「ありがとうございましたー」

 若い女性店員の声を背に受け、茶屋を後にするサクラの足取りは軽かった。
 当たり前のように会計を済ませたカカシがゆっくりと後ろを歩く。それだけで嬉しかった。

 もうすっかり陽も暮れかけている。通りを歩く人たちは、家の灯に向かっているのだろう。


「まだ笑ってるのー?」
「いいえー」
「じゃあどうしてそんなに機嫌良さそうなの?」
「そんなことなーいわよっ」

 しかしそのステップは、気分の悪いときに踏むようなものではない。
 どんどん先へ行ってしまうサクラの手首をカカシがそっとつかまえる。驚いて振り返るサクラに、やさしく笑いかける。

「俺にはそのスピードはきつい」

 歩くには速い、だけれど走るにはゆっくり。
 女の子特有のステップにあわせるすべは、カカシにはない。

「先生、隣を歩きたいのね」
「そー」
「しょうがないなぁ」

 真横に追いついたカカシが、ようやくサクラの手首を解放する。
 
(離さなくていいのに)

 そう思っても、サクラはその想いの伝え方を知らない。



「で?結局モテ期の件はどうするわけ?」
「そうねー。とりあえず幼稚園をカウントしないことにしたわ」
「おやおや。つまりカカシ先生の言葉は必要なかったわけだね」

 もしかして無駄骨?とぼやくカカシの背中をぽんぽんと叩く。
 歩調がぴったりと合っている。どちらかが合わせようと思ったのか、あるいははじめからふたりのペースが同じだったのか。

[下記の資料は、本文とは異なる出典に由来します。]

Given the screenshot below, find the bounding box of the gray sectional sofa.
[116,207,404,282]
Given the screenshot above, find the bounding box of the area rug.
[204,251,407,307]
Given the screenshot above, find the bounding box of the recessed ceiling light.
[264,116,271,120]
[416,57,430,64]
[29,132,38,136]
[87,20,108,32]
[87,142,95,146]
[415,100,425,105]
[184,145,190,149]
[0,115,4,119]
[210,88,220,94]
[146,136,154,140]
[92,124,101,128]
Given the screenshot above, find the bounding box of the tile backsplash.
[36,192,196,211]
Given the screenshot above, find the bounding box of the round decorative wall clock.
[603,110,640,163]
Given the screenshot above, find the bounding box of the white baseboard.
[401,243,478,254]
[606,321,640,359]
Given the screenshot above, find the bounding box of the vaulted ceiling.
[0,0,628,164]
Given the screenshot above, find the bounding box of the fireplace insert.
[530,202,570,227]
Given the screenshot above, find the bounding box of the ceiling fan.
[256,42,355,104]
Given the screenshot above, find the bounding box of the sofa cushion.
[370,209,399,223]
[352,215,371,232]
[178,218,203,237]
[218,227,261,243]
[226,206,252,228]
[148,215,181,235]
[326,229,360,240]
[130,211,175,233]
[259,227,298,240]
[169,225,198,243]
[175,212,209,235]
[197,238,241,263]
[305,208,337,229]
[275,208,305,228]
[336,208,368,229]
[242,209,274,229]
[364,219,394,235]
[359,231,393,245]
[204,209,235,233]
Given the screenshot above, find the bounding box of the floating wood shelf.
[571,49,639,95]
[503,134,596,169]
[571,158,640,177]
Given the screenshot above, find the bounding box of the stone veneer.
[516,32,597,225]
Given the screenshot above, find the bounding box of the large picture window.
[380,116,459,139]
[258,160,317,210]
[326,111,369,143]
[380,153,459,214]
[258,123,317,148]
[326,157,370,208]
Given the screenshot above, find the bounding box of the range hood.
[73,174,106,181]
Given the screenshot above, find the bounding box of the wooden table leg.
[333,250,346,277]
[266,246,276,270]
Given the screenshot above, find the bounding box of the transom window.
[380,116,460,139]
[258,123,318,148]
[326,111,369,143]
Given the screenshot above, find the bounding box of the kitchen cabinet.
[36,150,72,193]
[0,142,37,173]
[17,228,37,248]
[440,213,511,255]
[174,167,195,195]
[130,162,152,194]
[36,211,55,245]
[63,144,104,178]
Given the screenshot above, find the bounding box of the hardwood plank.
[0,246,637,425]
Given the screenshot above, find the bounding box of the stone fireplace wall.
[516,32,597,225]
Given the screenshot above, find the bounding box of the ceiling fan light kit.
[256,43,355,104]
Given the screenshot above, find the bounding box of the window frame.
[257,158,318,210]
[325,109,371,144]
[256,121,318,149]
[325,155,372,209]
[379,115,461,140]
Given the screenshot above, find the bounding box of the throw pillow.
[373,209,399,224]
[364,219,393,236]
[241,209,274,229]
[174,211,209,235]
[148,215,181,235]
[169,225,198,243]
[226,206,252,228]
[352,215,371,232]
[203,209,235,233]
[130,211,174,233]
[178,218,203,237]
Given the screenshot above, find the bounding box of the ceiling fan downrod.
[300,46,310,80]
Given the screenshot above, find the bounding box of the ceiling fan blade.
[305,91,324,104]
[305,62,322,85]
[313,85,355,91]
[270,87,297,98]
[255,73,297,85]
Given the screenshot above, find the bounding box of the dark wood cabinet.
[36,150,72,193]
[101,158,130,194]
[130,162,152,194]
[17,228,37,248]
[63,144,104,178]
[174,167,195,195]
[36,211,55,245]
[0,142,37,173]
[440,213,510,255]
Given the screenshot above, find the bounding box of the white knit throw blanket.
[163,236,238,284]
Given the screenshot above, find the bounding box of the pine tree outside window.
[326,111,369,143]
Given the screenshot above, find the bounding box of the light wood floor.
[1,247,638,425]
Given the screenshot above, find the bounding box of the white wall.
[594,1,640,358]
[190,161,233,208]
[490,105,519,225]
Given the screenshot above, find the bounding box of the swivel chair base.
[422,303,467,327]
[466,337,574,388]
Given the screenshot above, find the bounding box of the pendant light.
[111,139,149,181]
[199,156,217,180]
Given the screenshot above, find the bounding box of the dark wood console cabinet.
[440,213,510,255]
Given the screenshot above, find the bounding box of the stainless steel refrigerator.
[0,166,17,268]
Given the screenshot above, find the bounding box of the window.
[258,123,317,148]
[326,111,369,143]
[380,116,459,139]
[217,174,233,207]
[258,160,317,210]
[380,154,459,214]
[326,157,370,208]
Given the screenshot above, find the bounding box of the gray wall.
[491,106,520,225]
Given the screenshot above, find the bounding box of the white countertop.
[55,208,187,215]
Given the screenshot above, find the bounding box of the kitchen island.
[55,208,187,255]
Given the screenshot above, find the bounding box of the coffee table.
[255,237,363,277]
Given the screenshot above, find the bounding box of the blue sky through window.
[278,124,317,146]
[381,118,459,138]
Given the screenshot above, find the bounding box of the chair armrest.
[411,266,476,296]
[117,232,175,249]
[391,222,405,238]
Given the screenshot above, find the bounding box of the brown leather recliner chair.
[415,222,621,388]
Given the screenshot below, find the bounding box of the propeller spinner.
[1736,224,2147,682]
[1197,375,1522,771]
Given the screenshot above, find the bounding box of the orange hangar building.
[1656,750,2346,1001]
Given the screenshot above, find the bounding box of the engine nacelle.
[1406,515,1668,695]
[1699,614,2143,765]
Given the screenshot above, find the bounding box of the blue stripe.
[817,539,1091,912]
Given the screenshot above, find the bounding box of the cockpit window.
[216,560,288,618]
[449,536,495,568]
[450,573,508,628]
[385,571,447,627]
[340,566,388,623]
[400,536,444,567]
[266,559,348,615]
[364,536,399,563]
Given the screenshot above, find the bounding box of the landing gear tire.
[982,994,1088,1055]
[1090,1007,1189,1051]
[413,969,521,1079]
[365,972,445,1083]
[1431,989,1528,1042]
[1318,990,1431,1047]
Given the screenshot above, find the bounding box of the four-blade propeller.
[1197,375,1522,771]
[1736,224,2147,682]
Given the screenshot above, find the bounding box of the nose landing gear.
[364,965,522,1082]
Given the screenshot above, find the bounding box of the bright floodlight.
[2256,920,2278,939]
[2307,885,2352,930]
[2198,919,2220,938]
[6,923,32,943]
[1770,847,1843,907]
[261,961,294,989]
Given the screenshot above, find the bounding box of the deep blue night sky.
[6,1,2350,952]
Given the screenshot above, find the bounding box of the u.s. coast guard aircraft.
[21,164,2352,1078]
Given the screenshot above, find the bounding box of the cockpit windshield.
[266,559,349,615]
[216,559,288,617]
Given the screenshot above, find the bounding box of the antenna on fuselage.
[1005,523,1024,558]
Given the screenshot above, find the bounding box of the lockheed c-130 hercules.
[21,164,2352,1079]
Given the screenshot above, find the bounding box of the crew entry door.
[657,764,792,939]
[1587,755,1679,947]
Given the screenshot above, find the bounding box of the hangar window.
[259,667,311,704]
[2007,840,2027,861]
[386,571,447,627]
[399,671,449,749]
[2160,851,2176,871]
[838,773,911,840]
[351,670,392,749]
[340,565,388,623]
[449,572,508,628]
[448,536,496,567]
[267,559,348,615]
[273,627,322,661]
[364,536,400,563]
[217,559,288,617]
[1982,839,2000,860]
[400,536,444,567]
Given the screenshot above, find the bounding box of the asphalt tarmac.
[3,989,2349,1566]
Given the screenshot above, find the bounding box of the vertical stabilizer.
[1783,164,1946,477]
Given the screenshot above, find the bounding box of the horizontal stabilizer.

「それにね、先生。あたしまだ14よ!?こんな早いうちからモテ期なんて特権を失ったらこの先まっくらだわ!」
「だいじょーぶ。サクラはどんどんきれいになって、きっとはらっても男が寄ってくるようになるよ」
「それに、今回は場所柄が悪いのよ。病院よ病院。どうしたってやさしくするじゃない!その一時の勢いで好きですだなんて言われたって、どこまで信じたらいいのよ!」
「でも、全部うそばっかりでもないでしょ?実際そういうことから始まった人だっているわけだし」
「それは、そうだけど…。でも」
「つまり、サクラには、好きな男の子がいるわけね」
「…は?」

 一体どのあたりからそういった結論に導かれるのかが理解できず、サクラは露骨に顔をしかめた。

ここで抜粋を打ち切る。